Hi, 
The job queue has a time budget, which has been set in my job script.
For example, my current job queue is 24 hours. 
But, my program got SIGKILL (signal 9) within not more than 2 hours since it 
began to run. 
Are there other possible settings that I need to consider ? 
thanks
Jack

> From: jsquy...@cisco.com
> Date: Sun, 27 Mar 2011 20:29:11 -0400
> To: us...@open-mpi.org
> Subject: Re: [OMPI users] OMPI error terminate w/o reasons
> 
> +1 on what Ralph is saying.
> 
> You need to talk to your local administrators and ask them why Torque is 
> killing your job.  Perhaps you're submitting to a queue that only allows jobs 
> to run for a few seconds, or something like that.
> 
> 
> On Mar 27, 2011, at 3:08 PM, Ralph Castain wrote:
> 
> > It means that Torque is unhappy with your job - either you are running 
> > longer than it permits, or you exceeded some other system limit.
> > 
> > Talk to your sys admin about imposed limits.

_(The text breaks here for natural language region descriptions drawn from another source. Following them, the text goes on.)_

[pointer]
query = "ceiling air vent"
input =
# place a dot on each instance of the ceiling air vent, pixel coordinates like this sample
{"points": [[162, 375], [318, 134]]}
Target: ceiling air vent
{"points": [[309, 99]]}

Usually, there are flags you 
> > can provide to your job submission that allow you to change limits for your 
> > program.
> > 
> > 
> > On Mar 27, 2011, at 12:59 PM, Jack Bryan wrote:
> > 
> >> Hi, I have figured out how to run the command. 
> >> 
> >> OMPI_RANKFILE=$HOME/$PBS_JOBID.ranks
> >> 
> >>  mpirun -np 200  -rf $OMPI_RANKFILE --mca btl self,sm,openib 
> >> -output-filename 700g200i200p14ye  ./myapplication 
> >> 
> >> Each process print out to a distinct file.
> >> 
> >> But, the program is terminated by the error :
> >> ---------------------------------------------------------------------------------------------------------------------
> >> =>> PBS: job killed: node 18 (n314) requested job terminate, 'EOF' (code 
> >> 1099) - received SISTER_EOF attempting to communicate with sister MOM's
> >> mpirun: Forwarding signal 10 to job
> >> mpirun: killing job...
> >> 
> >> --------------------------------------------------------------------------
> >> mpirun was unable to cleanly terminate the daemons on the nodes shown
> >> below. Additional manual cleanup may be required - please refer to
> >> the "orte-clean" tool for assistance.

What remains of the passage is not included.